Comme on dit, il fallait que ça sorte, l’histoire des gilets jaunes, a mis en évidence une certaine catégorie de personnes, souvent en souffrance financièrement. Mais du coup, cela a créé une nouvelle frange de population silencieuse, mais qui n’en pense pas moins. C’est celle, qui est restée bloquée dans sa voiture trop longtemps au rond-point, et qui en a marre de voir tous ces “gilets jaunes” réclamer de l’argent. Un article du monde à propos d’un couple, témoignant de leurs fins de mois difficiles, a suscité de nombreux commentaires pas vraiment sympathiques, et même hostiles à l’égard du mode de vie de cette famille, installée dans l’Yonne.

Au départ, l’article fait penser à l’émission culte “Strip tease”. Il s’agit de comprendre le quotidien d’un couple et de ses quatre enfants qui vivent avec 2 687 euros, c’est-à-dire juste en dessous du seuil de pauvreté, fixé à 2 770 euros pour ce type de famille, selon l’Insee. Seulement voilà, dans cet argent on retrouve, 914 euros d’allocations familiales, et la mère ne travaille pas. De plus, l’article ne paraît pas dans le journal local, où il aurait fait figure de témoignage, mais dans un grand journal national.

Les commentaires vont donc bon train et souvent dans ce cas-là, de fil en aiguille, les propos se font plus durs et les critiques plus acerbes. Après quelques platitudes pleines de compassion, on passe dans le vif du sujet. Tout d’abord, comment peut-on en arriver là, quatre enfants à 26 ans, la mère ne travaille pas, ils ont même un chien, à croire qu’ils le font exprès.

Ensuite, nous passons dans la partie paternaliste, que n’aurait pas reniée le Maréchal, qui a demandé d’agir en bon père de famille qu’il ne fut pas. Certains, ont sorti leur calculette et offre gracieusement un petit cours de gestion de finances familiales du style, “désolé, mais je n’arrive pas à comprendre, Revenu total : 2 700 euros. Loyer + électricité : moins de 600 euros. Ça fait donc plus de 2 100 euros pour faire vivre 2 adultes +4 jeunes enfants. Moi aussi, je regarde les prix et il n’est pas compréhensible d’être à découvert dès le 15 du mois”. Tout paraît suspect et les finances du couple sont passées au crible. Difficile de comprendre, que madame ne travaille pas, même si c’est pour éviter des frais de garde trop élevés et éventuellement préserver une situation plus favorable pour les enfants. On oublie un peu la cantine, les transports, la mutuelle, la redevance télé, et bien d’autres. On en est plus là, le raisonnement et la réflexion ont fait place à la certitude et le couperet tombe, ils ne savent pas gérer leur budget, c’est pour cela qu’ils sont pauvres.

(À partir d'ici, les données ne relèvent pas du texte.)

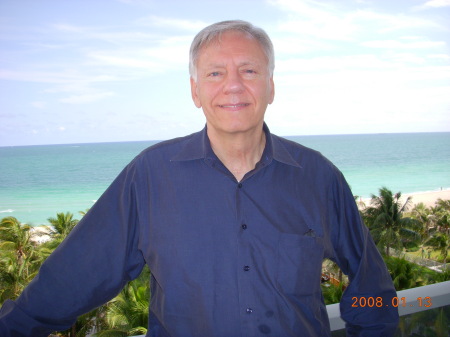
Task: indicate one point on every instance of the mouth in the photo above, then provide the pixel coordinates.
(234, 106)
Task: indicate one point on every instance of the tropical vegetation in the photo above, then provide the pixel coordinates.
(408, 238)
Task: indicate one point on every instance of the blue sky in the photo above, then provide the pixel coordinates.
(117, 70)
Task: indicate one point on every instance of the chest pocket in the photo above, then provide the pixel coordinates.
(299, 264)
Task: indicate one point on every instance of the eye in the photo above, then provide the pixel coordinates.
(214, 74)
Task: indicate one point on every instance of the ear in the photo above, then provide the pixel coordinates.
(194, 93)
(272, 91)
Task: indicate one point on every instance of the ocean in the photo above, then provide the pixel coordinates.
(36, 182)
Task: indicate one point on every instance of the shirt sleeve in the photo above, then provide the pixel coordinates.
(358, 257)
(88, 268)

On a ouvert la boîte à Pandore, c’est parti, que font-ils de l’argent en plus ? Tel est la terrible question, avec Jessica et Arnaud, on dépasse la simple curiosité, on entre dans le droit de regard sur leurs finances, puisqu’une partie importante de leurs revenus vient des allocations, versées grâce aux impôts de la collectivité. En fait, cet argent, n’est pas encore vraiment le leur, il est encore celui de nos impôts. Jessica et Arnaud ne doivent plus avoir des désirs, forcément illégitimes, mais juste des priorités de survie.

On ferme la boucle de la ceinture, qui demande à être un peu plus serrée, et on revient aux gilets jaunes qui agacent une partie des lecteurs, comme Jessica et Arnaud, ce sont en fait de “mauvais pauvres”, dans cette situation à cause de “mauvais choix”.

Il ne s’agit pas d’être manichéens, les bons et les gentils ne sont pas d’un côté et les méchants de l’autre. Il se trouve, que les gens adorent parler de l’argent…des autres. On évoque rarement du côté des plus favorisés quelques avantages, les aides que l’on perçoit ou la défiscalisation que l’on peut faire, le “black” que l’on s’autorise ou les oublis répétés de certains revenus. Du côté, des plus défavorisés, on aura un peu tendance à accuser les autres pour expliquer notre situation, et il est vrai, qu’il est de plus en plus difficile de ne pas céder au mirage et autres gadgets de la société de consommation.

“Salaud de pauvre”, a fait dire Claude Autant-Lara à Jean Gabin, dans “la Traversée de Paris” qui d’ailleurs le disait pas à de vrais pauvres, mais à des bistrotiers pauvres d’esprit. Ils ont trop tendance à dépenser l’argent dès qu’ils en ont, et vivent le plus souvent au-dessus de leurs moyens.